What Orthopaedic Operating Room Surfaces Are Contaminated With Bioburden? A Study Using the ATP Bioluminescence Assay
Contaminated operating room surfaces can increase the risk of orthopaedic infections, particularly after procedures in which hardware implantation and instrumentation are used. The question arises as to how surgeons can measure surface cleanliness to detect increased levels of bioburden. This study aims to highlight the utility of adenosine triphosphate (ATP) bioluminescence technology as a novel technique in detecting the degree of contamination within the sterile operating room environment.
What orthopaedic operating room surfaces are contaminated with bioburden?
When energy is required for cellular work, ATP breaks down into adenosine biphosphate (ADP) and phosphate (P) and in that process releases energy. This process is inherent to all living things and can be detected as light emission with the use of bioluminescence assays. On a given day, six different orthopaedic surgery operating rooms (two adult reconstruction, two trauma, two spine) were tested before surgery with an ATP bioluminescence assay kit. All of the cases were considered clean surgery without infection, and this included the previously performed cases in each sampled room. These rooms had been cleaned and prepped for surgery but the patients had not been physically brought into the room.
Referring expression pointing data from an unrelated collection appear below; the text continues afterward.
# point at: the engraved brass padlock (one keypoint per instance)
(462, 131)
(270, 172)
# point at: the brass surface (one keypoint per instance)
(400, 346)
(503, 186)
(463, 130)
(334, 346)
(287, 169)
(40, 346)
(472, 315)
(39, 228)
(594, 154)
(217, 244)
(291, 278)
A total of 13 different surfaces were sampled once in each room: the operating room (OR) preparation table (both pre- and postdraping), OR light handles, Bovie machine buttons, supply closet countertops, the inside of the Bair Hugger™ hose, Bair Hugger™ buttons, right side of the OR table headboard, tourniquet machine buttons, the Clark-socket attachment, and patient positioners used for total hip and spine positioning. The relative light units (RLUs) obtained from each sample were recorded and data were compiled and averaged for analysis. These values were compared with previously published ATP benchmark values of 250 to 500 RLUs to define cleanliness in both the hospital and restaurant industries.
All surfaces had bioburden. The ATP RLUs (mean ± SD) are reported for each surface in ascending order: the OR preparation table (postdraping; 8.3 ± 3.4), inside the sterilized pan (9.2 ± 5.5), the inside of the Bair Hugger™ hose (212.5 ± 155.7), supply closet countertops (281.7 ± 236.7), OR light handles (647.8 ± 903.7), the OR preparation table (predraping; 1054 ± 387.5), the Clark-socket attachment (1135.7 ± 705.3), patient positioners used for total hip and spine positioning (1201.7 ± 1144.9), Bovie machine buttons (1264.5 ± 638.8), Bair Hugger™ buttons (1340.8 ± 1064.1), tourniquet machine buttons (1666.5 ± 2144.9), computer keyboard (1810.8 ± 929.6), and the right side of the OR table headboard (2539 ± 5635.8).
ATP bioluminescence is a novel method to measure cleanliness within the orthopaedic OR and can help identify environmental trouble spots that can potentially lead to increased infection rates. Future studies correlating ATP bioluminescence findings with microbiology cultures could add to the clinical utility of this technology.
Surfaces such as the undersurface of the OR table headboard, Bair Hugger™ buttons, and tourniquet machine buttons should be routinely cleansed as part of an institutional protocol. Although correlation between ATP bioluminescence and clinical infection was not evaluated in this study, it is the subject of future research. Specifically, evaluating microbiology samples taken from these environmental surfaces and correlating them with increased bioburden found with ATP bioluminescence technology can help promote improved surgical cleaning practices.